What are Killing spinors? How can they be motivated? Are they directly related to Killing vectors and Killing tensors and is there an overarching motivation for all three objects? Any answer is greatly appreciated but a less formal one would be preferred.

This post imported from StackExchange Physics at 2014-09-10 17:12 (UCT), posted by SE-user theriddler
asked Sep 10, 2014 in Theoretical Physics by theriddler (30 points) [ no revision ]
retagged Sep 10, 2014

1 Answer

+ 2 like - 0 dislike

There is an interesting relation, as the \(n\)lab says. I'll try to explain it as informally as possible.

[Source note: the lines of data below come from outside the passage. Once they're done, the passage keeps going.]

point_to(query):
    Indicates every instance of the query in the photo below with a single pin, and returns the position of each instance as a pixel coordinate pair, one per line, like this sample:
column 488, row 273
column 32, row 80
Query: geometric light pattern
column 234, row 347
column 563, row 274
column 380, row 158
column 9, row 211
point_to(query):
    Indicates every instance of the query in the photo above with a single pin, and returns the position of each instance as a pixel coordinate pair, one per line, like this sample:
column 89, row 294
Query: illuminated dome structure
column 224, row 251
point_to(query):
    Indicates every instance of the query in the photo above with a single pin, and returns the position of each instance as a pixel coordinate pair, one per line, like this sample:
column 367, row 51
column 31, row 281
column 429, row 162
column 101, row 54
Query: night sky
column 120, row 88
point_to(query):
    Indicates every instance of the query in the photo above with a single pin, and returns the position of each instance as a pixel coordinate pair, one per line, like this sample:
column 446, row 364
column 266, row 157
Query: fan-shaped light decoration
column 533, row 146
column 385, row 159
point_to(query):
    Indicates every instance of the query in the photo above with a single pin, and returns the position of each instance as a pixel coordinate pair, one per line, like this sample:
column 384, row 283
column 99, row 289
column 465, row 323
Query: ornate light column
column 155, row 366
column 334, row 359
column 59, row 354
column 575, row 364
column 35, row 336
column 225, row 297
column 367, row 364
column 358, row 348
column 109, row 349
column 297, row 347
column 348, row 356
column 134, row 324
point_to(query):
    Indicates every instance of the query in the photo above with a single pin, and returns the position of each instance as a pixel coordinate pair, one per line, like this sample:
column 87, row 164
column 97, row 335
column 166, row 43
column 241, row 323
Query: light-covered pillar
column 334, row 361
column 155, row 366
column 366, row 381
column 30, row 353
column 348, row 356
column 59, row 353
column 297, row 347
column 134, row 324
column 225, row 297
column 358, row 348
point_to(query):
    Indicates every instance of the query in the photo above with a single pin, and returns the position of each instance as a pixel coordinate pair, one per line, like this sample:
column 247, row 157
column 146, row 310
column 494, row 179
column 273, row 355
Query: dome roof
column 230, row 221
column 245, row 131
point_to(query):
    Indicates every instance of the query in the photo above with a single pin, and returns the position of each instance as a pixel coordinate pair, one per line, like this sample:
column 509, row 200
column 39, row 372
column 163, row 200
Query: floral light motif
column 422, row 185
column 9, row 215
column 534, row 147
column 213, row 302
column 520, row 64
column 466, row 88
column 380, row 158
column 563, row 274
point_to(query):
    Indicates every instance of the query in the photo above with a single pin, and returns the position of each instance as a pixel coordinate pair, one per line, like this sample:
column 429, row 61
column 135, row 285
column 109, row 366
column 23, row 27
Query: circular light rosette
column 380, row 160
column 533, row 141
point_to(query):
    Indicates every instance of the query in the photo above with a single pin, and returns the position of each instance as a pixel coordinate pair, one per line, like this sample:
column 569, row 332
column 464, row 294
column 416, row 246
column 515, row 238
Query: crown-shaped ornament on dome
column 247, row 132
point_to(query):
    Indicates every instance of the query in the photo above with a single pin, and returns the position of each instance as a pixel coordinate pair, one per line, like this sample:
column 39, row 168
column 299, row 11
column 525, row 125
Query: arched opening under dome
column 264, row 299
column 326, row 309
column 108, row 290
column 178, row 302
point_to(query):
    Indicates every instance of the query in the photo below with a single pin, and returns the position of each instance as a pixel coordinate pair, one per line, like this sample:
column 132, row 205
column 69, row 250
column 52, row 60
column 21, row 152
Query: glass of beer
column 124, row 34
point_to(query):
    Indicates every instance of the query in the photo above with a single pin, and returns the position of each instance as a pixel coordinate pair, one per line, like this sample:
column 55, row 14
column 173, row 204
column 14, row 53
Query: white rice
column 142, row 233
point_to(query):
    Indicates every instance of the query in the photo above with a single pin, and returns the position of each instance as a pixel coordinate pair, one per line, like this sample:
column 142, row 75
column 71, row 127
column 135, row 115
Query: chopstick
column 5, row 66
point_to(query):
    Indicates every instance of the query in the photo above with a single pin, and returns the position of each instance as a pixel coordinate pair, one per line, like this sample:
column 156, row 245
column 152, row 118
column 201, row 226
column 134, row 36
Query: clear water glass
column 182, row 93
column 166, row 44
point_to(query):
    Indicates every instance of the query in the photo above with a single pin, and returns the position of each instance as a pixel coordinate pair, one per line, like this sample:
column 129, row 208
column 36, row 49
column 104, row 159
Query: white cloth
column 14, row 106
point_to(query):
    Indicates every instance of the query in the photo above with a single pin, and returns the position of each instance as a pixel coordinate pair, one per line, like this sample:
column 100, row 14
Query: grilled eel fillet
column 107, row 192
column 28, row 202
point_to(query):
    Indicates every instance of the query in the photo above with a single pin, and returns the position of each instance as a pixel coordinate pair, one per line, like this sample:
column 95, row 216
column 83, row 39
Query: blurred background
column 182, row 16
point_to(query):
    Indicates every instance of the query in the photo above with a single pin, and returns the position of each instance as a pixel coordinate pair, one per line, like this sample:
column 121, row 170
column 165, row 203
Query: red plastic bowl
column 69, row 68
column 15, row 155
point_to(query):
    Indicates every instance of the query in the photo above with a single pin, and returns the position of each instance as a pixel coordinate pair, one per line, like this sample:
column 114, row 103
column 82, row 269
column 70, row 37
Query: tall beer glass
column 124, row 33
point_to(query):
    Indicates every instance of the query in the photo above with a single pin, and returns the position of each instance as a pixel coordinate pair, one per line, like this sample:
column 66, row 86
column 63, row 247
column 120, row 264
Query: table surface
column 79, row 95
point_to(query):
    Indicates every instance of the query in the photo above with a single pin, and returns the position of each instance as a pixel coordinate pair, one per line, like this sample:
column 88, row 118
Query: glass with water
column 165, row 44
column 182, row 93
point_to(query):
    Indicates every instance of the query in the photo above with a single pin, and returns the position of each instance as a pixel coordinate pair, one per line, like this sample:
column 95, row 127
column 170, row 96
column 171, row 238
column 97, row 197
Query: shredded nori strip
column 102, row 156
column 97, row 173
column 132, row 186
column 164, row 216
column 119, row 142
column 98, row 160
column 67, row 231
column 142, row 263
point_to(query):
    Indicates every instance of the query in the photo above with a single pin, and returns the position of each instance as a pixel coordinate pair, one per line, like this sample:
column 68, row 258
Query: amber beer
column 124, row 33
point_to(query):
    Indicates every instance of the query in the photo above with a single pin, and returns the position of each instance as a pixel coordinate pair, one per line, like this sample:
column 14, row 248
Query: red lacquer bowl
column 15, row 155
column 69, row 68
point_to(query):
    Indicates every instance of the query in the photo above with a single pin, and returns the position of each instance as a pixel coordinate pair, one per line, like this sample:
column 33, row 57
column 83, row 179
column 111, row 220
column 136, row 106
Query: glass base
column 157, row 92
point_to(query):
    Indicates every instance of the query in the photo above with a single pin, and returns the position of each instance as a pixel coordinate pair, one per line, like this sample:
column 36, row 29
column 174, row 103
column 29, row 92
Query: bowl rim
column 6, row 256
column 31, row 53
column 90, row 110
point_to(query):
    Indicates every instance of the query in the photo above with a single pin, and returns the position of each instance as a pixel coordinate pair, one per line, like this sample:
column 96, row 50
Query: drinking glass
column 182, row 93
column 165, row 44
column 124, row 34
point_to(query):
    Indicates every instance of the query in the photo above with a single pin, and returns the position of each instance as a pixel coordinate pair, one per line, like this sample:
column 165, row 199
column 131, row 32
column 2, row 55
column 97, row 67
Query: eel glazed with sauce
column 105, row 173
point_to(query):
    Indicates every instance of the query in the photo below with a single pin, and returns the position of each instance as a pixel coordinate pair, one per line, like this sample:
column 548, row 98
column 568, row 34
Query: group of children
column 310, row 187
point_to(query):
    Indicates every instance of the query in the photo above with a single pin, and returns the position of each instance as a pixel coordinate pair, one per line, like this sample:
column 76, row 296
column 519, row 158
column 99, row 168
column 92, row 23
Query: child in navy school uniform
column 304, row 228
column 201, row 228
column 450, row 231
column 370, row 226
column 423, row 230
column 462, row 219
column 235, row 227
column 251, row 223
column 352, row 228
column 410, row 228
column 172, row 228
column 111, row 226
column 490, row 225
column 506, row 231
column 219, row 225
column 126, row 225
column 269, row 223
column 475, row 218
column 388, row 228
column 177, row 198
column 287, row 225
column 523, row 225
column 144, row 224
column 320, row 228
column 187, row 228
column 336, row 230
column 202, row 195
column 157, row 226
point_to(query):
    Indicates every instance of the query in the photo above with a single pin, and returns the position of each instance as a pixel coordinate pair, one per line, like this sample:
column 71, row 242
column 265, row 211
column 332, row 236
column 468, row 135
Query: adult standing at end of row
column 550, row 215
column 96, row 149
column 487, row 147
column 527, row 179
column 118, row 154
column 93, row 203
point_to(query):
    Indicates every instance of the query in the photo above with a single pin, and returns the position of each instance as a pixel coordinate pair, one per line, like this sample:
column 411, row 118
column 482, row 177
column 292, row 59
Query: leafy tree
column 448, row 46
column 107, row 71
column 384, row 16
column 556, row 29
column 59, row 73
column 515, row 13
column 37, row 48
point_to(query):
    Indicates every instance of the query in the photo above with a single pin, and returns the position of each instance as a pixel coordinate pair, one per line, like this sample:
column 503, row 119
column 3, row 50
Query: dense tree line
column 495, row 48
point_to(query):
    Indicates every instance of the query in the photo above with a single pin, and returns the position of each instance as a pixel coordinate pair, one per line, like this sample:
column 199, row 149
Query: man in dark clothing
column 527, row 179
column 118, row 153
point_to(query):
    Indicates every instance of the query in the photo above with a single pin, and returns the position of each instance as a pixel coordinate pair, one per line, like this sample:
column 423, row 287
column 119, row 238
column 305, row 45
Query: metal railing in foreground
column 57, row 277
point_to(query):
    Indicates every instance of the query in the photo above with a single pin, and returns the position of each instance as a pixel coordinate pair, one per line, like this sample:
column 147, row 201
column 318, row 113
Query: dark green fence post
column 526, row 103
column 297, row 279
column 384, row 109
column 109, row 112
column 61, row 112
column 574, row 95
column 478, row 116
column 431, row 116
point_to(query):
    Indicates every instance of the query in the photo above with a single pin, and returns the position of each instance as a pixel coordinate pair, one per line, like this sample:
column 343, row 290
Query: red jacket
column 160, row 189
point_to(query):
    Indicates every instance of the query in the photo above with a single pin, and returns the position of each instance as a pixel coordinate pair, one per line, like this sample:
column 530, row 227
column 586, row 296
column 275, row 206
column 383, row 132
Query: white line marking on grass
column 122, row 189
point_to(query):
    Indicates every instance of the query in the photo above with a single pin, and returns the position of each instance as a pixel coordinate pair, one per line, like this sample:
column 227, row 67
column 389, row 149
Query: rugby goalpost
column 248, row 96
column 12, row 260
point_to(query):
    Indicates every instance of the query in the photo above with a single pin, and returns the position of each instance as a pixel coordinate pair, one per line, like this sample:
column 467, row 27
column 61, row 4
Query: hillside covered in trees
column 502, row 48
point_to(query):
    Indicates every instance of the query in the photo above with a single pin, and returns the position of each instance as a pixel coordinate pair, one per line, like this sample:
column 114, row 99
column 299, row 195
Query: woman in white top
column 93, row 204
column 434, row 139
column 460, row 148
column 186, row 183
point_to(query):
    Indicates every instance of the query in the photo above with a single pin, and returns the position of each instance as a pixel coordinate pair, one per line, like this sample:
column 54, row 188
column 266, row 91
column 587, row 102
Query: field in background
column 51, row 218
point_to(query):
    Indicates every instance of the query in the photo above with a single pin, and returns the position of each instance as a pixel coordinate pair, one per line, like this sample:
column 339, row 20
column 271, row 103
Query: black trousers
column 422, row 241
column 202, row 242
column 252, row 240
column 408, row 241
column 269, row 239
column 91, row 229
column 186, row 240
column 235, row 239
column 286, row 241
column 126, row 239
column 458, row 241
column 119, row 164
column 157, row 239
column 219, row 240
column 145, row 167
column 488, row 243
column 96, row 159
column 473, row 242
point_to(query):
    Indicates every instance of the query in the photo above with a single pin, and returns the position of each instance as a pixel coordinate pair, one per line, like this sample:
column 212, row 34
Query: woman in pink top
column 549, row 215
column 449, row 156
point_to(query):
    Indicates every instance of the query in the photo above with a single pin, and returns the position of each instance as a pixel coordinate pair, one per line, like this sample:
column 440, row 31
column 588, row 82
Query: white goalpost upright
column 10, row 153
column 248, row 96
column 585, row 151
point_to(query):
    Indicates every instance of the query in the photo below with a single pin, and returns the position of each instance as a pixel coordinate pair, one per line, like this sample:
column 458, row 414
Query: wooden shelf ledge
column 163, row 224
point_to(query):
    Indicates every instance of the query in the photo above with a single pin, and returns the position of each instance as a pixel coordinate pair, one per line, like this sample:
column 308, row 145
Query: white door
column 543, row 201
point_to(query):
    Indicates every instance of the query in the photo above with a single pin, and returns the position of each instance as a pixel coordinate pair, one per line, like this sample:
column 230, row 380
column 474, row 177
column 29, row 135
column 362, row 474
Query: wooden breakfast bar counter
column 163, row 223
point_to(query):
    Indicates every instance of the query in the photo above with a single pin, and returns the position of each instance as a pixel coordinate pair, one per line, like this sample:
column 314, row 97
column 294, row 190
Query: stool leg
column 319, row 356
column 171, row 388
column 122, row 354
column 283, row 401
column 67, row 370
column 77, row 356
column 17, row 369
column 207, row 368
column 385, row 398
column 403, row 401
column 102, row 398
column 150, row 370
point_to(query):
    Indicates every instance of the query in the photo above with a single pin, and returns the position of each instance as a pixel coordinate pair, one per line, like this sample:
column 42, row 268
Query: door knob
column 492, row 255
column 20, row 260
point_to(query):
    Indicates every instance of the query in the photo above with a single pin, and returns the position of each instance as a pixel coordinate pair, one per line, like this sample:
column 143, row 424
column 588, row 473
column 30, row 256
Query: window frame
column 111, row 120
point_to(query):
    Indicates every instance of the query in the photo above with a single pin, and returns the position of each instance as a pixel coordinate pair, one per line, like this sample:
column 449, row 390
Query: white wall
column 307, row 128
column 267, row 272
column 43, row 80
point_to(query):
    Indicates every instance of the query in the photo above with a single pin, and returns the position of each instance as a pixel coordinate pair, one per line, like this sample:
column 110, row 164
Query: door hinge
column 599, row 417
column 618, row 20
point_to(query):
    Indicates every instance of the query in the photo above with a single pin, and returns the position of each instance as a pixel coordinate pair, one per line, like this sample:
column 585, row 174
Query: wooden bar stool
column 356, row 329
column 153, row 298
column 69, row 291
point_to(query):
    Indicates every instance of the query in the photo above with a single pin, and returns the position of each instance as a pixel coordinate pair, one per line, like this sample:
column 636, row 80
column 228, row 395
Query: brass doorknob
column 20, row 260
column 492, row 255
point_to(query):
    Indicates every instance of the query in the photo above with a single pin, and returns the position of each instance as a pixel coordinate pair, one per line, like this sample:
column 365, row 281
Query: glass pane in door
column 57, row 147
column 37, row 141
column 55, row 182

Let \(\mathcal{M}\) be a pseudo-Riemannian manifold. Then, a Killing vector field on \(\mathcal{M}\) is a covariantly constant vector field on \(\mathcal{M}\), and "pairing two covariant constant spinors (parallel spinors, i.e., Killing spinors with \(\lambda=0\)) to a vector yields a Killing vector". Similarly, a Killing tensor on \(\mathcal{M}\) is a covariantly constant section of \(\mathrm{Sym}^k(\Gamma(\mathrm{T}(\mathcal{M})))\). Therefore, you may interpret ``Killing'' as being synonymous with ``covariantly constant'' (at least in these three cases).

answered Sep 11, 2014 by SDevalapurkar (285 points) [ revision history ]
edited Sep 12, 2014 by SDevalapurkar

This is not the definition given by most authors.  Killing spinors and parallel spinors verify \(\nabla_X \psi = \lambda X.\psi, \lambda \in \mathbb C\) . Parallel spinors (covariantly constant spinors) correspond to the case \(\lambda = 0\), while Killing spinors correspond to the case \(\lambda \neq 0\)

True. I've fixed that nLab entry.

I, too, have edited my answer accordingly.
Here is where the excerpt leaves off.